蘇寒安慰他:“殿下的身子十分康健,體力也佳,非是那等弱女子,孕期飲食也十分注意,腹中胎兒並不巨大,生產之時應該不會太艱難。”
薛朗點點頭,心中稍感安慰,不過,還是有些虛便是。看看蘇寒年輕俊美的臉龐,薛朗決定說點兒別的轉移下注意力,隨口問道:“你怎麼這麼懂婦人的事情?”
蘇寒理所當然的道:“山野之地,缺醫少藥,方圓數百裏,唯有師父一個醫者,不拘男女老幼,大家皆找師父看病,我能獨立診病之後,醫者也不過我們師徒兩人,又不是像太醫署,還能分科,自然是每科都看。”
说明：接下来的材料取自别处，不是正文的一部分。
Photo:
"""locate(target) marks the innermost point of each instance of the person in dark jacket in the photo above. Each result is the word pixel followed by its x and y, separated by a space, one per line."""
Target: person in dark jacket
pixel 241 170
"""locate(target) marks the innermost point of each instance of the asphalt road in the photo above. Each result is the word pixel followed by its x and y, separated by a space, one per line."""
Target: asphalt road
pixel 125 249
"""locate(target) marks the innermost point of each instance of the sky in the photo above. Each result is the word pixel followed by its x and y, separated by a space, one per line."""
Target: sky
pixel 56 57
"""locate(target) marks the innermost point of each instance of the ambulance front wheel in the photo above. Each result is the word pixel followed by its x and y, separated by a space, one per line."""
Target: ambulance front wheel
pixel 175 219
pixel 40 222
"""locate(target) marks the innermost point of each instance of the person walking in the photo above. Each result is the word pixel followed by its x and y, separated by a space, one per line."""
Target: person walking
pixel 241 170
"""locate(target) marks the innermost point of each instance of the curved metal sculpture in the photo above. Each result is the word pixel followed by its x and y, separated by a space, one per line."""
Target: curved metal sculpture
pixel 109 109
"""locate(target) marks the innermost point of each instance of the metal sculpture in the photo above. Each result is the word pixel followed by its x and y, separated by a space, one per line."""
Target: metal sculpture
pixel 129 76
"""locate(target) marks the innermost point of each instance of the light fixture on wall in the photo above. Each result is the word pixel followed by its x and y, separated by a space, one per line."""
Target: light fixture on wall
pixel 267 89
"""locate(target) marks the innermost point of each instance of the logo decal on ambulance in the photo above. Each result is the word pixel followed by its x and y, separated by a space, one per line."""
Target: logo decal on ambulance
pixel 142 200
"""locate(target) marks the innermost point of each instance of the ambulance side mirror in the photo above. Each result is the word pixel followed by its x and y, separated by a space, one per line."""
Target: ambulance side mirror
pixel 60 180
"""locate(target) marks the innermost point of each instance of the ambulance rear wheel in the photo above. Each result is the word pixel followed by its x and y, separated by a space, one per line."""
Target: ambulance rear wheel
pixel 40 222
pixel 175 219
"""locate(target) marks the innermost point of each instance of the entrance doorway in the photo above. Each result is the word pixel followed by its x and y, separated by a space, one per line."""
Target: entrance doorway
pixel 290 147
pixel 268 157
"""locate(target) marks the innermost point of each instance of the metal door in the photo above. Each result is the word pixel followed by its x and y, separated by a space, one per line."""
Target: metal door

理論與實踐結合的比較好,所以,這就是蘇寒年紀輕輕卻被稱作神醫的緣故嗎?薛朗恍然,好醫生果然需要大量的實踐才能培養出來。
蘇寒問道:“幼陽可是在憂慮公主生產時的安危?”
薛朗見蘇寒看出來了,也不再掩飾,點頭道:“是啊,我也沒經曆過,隻聽說過很危險,衡宇啊,如果出現保大人還是保孩子的情況,記得一定要盡全力保大人,拜托了!”
蘇寒直接白他一眼:“莫要胡說!公主殿下身形高挑,非是那等身形未長成之少女,比之少女,應安全許多。算算時日,再過幾日我教醫女和穩婆摸胎位,看是否入盆,胎位是否正等,如果不正,我會調整胎位之手法。”
薛朗驚奇了:“用摸的就能摸出來?”
蘇寒傲嬌的哼了一聲:“不然,寒何來神醫之名?你以為神醫是很容易便能得之名號嗎?”
薛朗一臉“你說什麼都對”的表情,故作恭敬:“神醫當前我竟有眼不識,罪過罪過!等我家寶寶生下來,我一定給你做個神醫在世的牌匾,掛在門頭上!”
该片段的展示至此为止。